“What’s the joke?” inquired Mrs. Everleigh curiously.
“Just a little private one. You’ll take me to the Austins’ studio, won’t you, Auntie?”
“Yes, if you’ll come along now. We must be getting home.”
They made their farewells to Ellen and moved away, Mabel losing no time in making inquiries about this new acquaintance, but saying no word about the box.
Ellen, too, was prompt in hunting up Mrs. Austin and learning what she might about Mabel.
“I found out about your purple girl,” said Mrs. Austin, “though, from the way you two jabbered away like magpies, I don’t suppose there is much you haven’t learned.”

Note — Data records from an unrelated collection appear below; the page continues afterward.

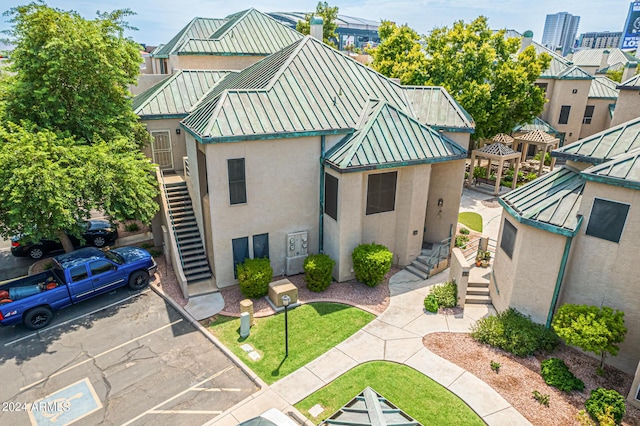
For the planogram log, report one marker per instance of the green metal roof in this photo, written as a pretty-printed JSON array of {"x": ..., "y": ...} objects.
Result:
[
  {"x": 176, "y": 94},
  {"x": 621, "y": 171},
  {"x": 603, "y": 88},
  {"x": 249, "y": 32},
  {"x": 605, "y": 145},
  {"x": 389, "y": 138},
  {"x": 307, "y": 88},
  {"x": 537, "y": 124},
  {"x": 436, "y": 107},
  {"x": 550, "y": 202},
  {"x": 632, "y": 84},
  {"x": 198, "y": 28}
]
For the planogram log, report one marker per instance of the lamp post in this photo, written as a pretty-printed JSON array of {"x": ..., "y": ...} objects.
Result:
[{"x": 285, "y": 302}]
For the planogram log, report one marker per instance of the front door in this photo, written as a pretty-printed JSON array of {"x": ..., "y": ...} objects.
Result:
[{"x": 161, "y": 149}]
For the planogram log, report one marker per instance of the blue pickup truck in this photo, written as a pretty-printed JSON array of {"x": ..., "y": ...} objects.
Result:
[{"x": 74, "y": 277}]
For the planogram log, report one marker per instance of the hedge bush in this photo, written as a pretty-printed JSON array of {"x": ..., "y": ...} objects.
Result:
[
  {"x": 602, "y": 398},
  {"x": 317, "y": 271},
  {"x": 371, "y": 262},
  {"x": 254, "y": 276},
  {"x": 556, "y": 373},
  {"x": 515, "y": 333}
]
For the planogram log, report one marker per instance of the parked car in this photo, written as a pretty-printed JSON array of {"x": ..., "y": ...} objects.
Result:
[{"x": 98, "y": 233}]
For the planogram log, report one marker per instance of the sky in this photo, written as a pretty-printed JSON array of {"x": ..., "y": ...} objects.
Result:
[{"x": 159, "y": 20}]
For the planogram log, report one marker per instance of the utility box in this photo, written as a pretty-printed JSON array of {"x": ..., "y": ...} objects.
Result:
[{"x": 297, "y": 244}]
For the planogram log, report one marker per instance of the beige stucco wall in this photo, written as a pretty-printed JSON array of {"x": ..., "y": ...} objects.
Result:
[
  {"x": 561, "y": 93},
  {"x": 211, "y": 62},
  {"x": 601, "y": 117},
  {"x": 604, "y": 273},
  {"x": 178, "y": 142},
  {"x": 526, "y": 281},
  {"x": 627, "y": 107},
  {"x": 282, "y": 182},
  {"x": 446, "y": 183}
]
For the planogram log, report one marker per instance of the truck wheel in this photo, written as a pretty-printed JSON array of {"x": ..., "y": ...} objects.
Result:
[
  {"x": 36, "y": 253},
  {"x": 138, "y": 280},
  {"x": 37, "y": 318}
]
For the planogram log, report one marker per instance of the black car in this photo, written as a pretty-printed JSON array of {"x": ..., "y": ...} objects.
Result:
[{"x": 97, "y": 233}]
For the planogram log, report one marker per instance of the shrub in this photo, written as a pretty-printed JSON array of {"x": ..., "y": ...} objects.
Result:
[
  {"x": 515, "y": 333},
  {"x": 602, "y": 398},
  {"x": 446, "y": 295},
  {"x": 254, "y": 276},
  {"x": 430, "y": 304},
  {"x": 371, "y": 262},
  {"x": 556, "y": 373},
  {"x": 317, "y": 271}
]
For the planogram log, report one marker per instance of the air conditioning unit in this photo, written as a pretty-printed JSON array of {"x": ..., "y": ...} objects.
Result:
[{"x": 297, "y": 245}]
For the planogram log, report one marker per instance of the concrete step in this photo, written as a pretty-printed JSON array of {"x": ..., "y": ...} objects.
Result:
[
  {"x": 417, "y": 272},
  {"x": 478, "y": 300}
]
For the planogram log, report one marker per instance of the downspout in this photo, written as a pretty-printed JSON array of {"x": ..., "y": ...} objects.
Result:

“I didn’t learn so very much,” declared Ellen, “but we found out that we have many things in common. Tell me about her, please.”
“She is a very wealthy girl, lives in Baltimore with her grandmother. Her mother died when she was but a small child, and her father a few years ago. Mrs. Everleigh is her aunt. I believe the girl is considered rather peculiar, doesn’t care for society, a grave fault in the grandmother’s eyes, who, like many Baltimoreans, prefers the social whirl and the good things of life rather than the intellectual ones. Mrs. Everleigh says her niece lives in a world of her own to which but few are admitted. You liked her, Ellen?”
“Very much, and she wants to come to see me.”
However, the girls were not destined to meet again at this time, for upon Ellen’s arrival at the studio there was a telegram for her which meant an early start for home the next morning. The telegram read: “Have had an accident. Come at once. Orinda Crump.”